I tried to use regular expression (php) to match ending Roman Numerals. For simplicity, consider example below:
$str="Olympic III";
preg_match("#^(.*)(III|II|I)$#",$str,$rep);
print_r($rep);
That will only matches a single "I". The correct answer is for me to use ungreedy "U" modifier. But why? Doesn't regular expression use the order I provided (try "III" first before try "II" or "I")?
Let us first understand what the \U is doing. It makes the quantifiers (in your case, the * in the first capturing group) lazy by default.
Your regex is equivalent to (.*?)(III|II|I) without the Ungreedy flag, which matches as you would expect it to.
With (.*)(III|II|I) what you are actually asking the regex engine is to use quantifiers greedily, i.e., match whatever they can for as long as they can. Since your alternation allows to accept either III, II, or I, the first capturing group, since it is acting greedily, consumes up the most, and leaves the smallest part for the second group which contains the alternation.

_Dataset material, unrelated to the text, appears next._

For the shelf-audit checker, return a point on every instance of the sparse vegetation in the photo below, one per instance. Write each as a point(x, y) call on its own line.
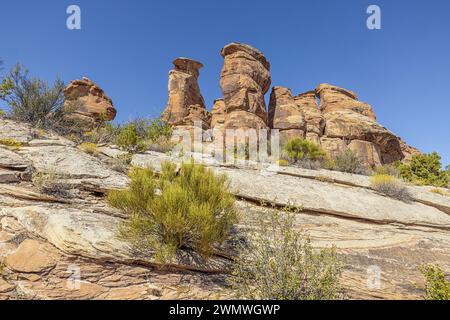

.* match the most character before (III|II|I) and (III|II|I) can only match one character you can use this regex sample ^(.*)\s(I+)$
Try this:
$str="Olympic III";
preg_match("#^(.*)\s(I+)$#",$str,$rep);
print_r($rep);
\s before (I+) or (III|II|I) matches single whitespace and it solves your problem because it forces regexp to match (.*) only to start of interesting part.